If Hyundai ever sees fit to offer the sedan's V8 in the coupe, it could conceivably take on the likes of Ford's Mustang and the forthcoming muscle cars, the Chevy Camaro and Dodge Challenger.
Think hybrids and you'll likely think of inner-city types wearing hemp-based clothing, sipping lattes in fashionably run down cafes and talking about how little fuel their Toyota Priuses drink. With its FT-HS concept car, Toyota wants to change that.
Under this two-door coupe's intriguingly styled skin -- think of it as a Blade Runner take on the dearly departed Supra -- lies a hybrid drivetrain featuring a 3.5-litre V6 engine. In fact it's probably not too dissimilar to the system found in the Lexus GS450h, except in the case of FT-HS there's a claimed 300kW on tap. That's enough, Toyota says, to propel the FT-HS from 0 to 96km/h in about four seconds.
From the 48-215 to this ...
It's been 60 years since the first Holden 48-215 rolled down the production line and brought personal transportation to the Australian masses. To celebrate this and, let's not forget, to put a dampener on Ford's FG Falcon coming out party, Holden whipped the covers off the Coupe 60, a coupe concept car derived from the Commodore sedan.
Is it a Monaro though?
Well that depends on whether the bean counters and product planning wonks in the US of A can be convinced by Holden, and others, that there's a market for this car in the land of excruciatingly long-winded presidential candidate nomination processes.

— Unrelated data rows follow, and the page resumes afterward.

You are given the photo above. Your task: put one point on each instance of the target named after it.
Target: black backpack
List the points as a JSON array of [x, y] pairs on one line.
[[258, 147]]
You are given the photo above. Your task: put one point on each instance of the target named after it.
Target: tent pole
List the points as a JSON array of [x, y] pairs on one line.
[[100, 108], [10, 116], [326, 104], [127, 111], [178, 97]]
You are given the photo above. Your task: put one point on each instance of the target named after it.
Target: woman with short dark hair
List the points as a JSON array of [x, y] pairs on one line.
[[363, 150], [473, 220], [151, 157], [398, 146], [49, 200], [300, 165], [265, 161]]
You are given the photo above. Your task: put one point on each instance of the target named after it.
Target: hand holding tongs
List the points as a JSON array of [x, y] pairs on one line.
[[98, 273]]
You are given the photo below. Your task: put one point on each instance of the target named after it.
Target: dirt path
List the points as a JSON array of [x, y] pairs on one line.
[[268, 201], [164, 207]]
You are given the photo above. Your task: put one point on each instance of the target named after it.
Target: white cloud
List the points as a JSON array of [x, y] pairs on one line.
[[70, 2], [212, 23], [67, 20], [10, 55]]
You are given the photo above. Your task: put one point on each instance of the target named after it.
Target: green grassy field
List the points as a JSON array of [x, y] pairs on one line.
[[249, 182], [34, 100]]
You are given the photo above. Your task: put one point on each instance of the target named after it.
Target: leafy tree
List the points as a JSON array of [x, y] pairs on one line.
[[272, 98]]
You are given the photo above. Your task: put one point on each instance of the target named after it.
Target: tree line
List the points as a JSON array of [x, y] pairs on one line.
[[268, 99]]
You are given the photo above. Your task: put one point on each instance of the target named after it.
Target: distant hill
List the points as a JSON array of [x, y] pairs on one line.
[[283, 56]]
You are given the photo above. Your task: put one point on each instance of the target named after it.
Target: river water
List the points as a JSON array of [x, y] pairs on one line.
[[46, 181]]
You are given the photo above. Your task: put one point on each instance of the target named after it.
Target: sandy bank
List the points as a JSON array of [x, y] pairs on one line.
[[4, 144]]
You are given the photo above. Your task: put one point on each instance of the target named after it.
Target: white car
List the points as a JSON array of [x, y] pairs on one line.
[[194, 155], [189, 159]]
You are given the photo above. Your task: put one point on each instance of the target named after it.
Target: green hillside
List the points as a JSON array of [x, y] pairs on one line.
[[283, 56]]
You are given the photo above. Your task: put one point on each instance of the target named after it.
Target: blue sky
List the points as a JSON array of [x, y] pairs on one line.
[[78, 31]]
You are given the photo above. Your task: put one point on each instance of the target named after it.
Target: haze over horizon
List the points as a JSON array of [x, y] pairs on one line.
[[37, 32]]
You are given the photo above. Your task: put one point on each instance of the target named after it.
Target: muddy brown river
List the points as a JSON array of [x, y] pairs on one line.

Why? Well, despite the Monaro's cult status in Australia, it sells in small numbers which almost demand a export program to America to justify the development and tooling costs.
Who are you calling sassy?
The smaller, lighter and much cuter second-gen Mazda 2 has been going gangbusters. So it makes sense to gussy up a rally version, replete with advertising and quad racing lights, right? Right?
Land Rover LRX
If you're tempted by a Land Rover but find it has a bit too much pipe-and-slippers, English countryside, "would you like an scone with tea?" cachet, then the LRX could be for you.
Effectively a slammed, 3-door version of the Freelander 2, the LRX, should it ever roll down a production line, could revive the whole 3-door 4WD concept.
Take a Lancer, jack it up, fit a hatch body on it -- it's sort of a cross between the Suzuki SX4 and Volvo C30 -- and, voila, you have the Concept-cX. No word yet on whether this sub-RAV4 sized hatch-cum-4WD will be making it to a driveway near you.
The Hakaze is the latest in the "nagare" (Japanese for "flow" and "the embodiment of movement") design studies being trotted out by Mazda at various motor shows. This one's meant to be a cross between a roadster and a 4WD, and to that end the roof panels are removable.
Feel like kite surfing?
Describing car design, especially concept car design, in words often requires a descent into the world of indecipherable designer speak, which is laden with technical jargon and weird allusions. According to Mazda, the Hakaze means leaf wind in Japanese and "was designed especially for the new crossover sport of kite-surfing that combines surfing and paragliding."
Umm, yeah. We do like the slashes in the doors, the extreme angle of the windscreen and the way the body catches the exhibition centre's lights. It's about the size of a Mazda 3 hatch but wider and taller. A few of the design cues may trickle down into production Mazdas, just don't expect to see anything like the Hakaze on the roads though.
When is a coupe not really a coupe?
When it's the Audi Cross Coupe. Yes, it's got a folding fabric roof but calling a jacked up 4WD -- even a good looking one -- a coupe is a bit of stretch. Think of the Golf-sized Cross Coupe as a portent of the forthcoming Q5 4WD, though, and things begin to make a bit more sense.
Just days after showing the concept car to Melbourne show goers, Renault took the wraps off the production version of its Koleos small 4WD in Geneva. And, except for the smaller wheels, less extravagant headlights, less fulsome wheelarches and deleted bodykit, they look little different.
A multinational project, the Koleos concept is based on Nissan's Dualis and X-Trail 4WDs, and was engineered in collaboration with Renault's majority-owned Samsung Motors subsidiary in Korea.